As daytime manager, Victor Kaposonore is the face of the Uptown Cafe for breakfast and lunchtime diners. “We want it to be a casual place where everyone feels welcome,” he says. “I’ve made a lot of friends here.”

Kaposonore, 42, came to the United States from his native Zimbabwe as an Indiana University freshman in the fall of 1996, arriving on his 21st birthday. His academic career got off to an awkward start. Like most Zimbabweans studying abroad, he expected a government grant to cover his education, but he missed the deadline for awards. Then, economic crisis and hyperinflation descended on Zimbabwe. “As a result, the government canceled the following year’s grants,” Kaposonore says. “So I kind of found myself in limbo.”

To make matters worse, his student visa limited the hours he could work. IU made generous tuition concessions, and Kaposonore managed to complete his degree in recreation and tourism management through the School of Health, Physical Education, and Recreation. He intended to work in travel and tourism in Zimbabwe. “But life made other plans,” he says.

After he met Uptown Cafe owner Michael Cassady through a fellow African student, Cassady took Kaposonore on for a year of “optional practical training,” a form of work allowed under student visas. In late 2000, Kaposonore got an internship with the Hyatt Regency hotel in Atlanta, Georgia. “They hired me after my internship,” he says. “Then 9/11 happened. Business ground to a halt. I rode out the downturn for three months, then moved back to Bloomington.”
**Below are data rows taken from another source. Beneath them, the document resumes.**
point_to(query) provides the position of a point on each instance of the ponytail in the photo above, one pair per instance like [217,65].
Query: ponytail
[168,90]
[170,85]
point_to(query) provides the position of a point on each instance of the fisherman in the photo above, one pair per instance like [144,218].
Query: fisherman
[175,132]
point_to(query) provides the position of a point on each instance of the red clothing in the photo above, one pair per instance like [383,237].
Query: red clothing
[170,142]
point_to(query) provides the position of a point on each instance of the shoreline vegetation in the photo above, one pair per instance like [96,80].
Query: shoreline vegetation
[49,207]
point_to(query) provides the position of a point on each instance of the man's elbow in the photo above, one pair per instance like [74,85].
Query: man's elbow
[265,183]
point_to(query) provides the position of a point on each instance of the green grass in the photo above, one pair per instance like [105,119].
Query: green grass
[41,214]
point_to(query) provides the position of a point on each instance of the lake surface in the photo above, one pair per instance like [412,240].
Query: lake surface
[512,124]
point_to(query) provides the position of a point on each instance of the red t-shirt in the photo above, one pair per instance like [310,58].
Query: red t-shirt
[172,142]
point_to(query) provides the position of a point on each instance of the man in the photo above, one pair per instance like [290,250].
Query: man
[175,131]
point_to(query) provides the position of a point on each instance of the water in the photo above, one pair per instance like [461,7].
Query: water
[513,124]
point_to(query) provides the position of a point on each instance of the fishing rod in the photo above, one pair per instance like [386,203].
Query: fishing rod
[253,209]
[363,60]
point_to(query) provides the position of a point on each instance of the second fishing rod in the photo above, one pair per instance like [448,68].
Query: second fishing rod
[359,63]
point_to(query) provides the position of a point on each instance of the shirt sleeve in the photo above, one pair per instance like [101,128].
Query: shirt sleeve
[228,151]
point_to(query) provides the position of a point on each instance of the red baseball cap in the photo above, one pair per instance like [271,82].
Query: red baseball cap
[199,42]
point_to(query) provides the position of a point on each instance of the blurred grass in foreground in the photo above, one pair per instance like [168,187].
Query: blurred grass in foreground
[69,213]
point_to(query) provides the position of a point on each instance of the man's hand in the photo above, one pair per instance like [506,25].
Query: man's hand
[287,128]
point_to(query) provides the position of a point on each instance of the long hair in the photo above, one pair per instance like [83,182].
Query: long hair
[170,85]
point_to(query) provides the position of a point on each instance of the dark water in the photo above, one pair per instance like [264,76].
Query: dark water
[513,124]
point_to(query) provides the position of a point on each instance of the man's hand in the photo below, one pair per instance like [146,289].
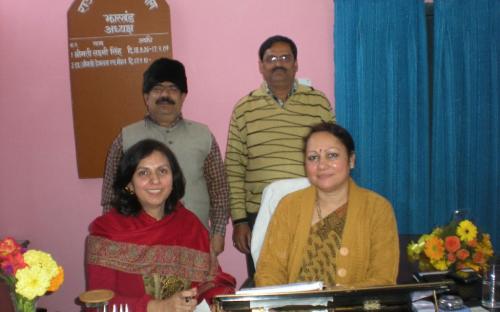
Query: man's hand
[217,244]
[182,301]
[242,236]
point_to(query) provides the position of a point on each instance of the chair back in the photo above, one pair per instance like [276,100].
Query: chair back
[271,197]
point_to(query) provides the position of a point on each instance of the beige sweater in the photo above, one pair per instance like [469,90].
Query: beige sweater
[369,253]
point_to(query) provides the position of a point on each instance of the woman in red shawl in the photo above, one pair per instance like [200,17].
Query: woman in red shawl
[151,251]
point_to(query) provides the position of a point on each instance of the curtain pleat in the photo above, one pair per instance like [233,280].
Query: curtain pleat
[466,118]
[381,92]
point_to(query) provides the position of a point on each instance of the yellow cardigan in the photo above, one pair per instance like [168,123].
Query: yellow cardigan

Kaposonore worked at the Uptown for two months before taking a job with another Hyatt Regency in Chicago. Then, as he was nearing the expiration of his student visa, Cassady offered to help him acquire a work visa if he would return to the Uptown. Kaposonore has been a fixture at the downtown landmark ever since.

A semi-professional soccer player in Zimbabwe, Kaposonore is still passionate about the sport. In Bloomington, he has coached community soccer—serious, traveling Cutters teams as well as recreational teams—and at Bloomington High School North. In fact, it’s an important bond between Kaposonore and the Uptown owner. Four of Cassady’s six children have played soccer, and Kaposonore coached two of them.

“Michael has been very accommodating about my Uptown schedule,” Kaposonore says. “Because he’s a good friend, but also so I could coach his boys.”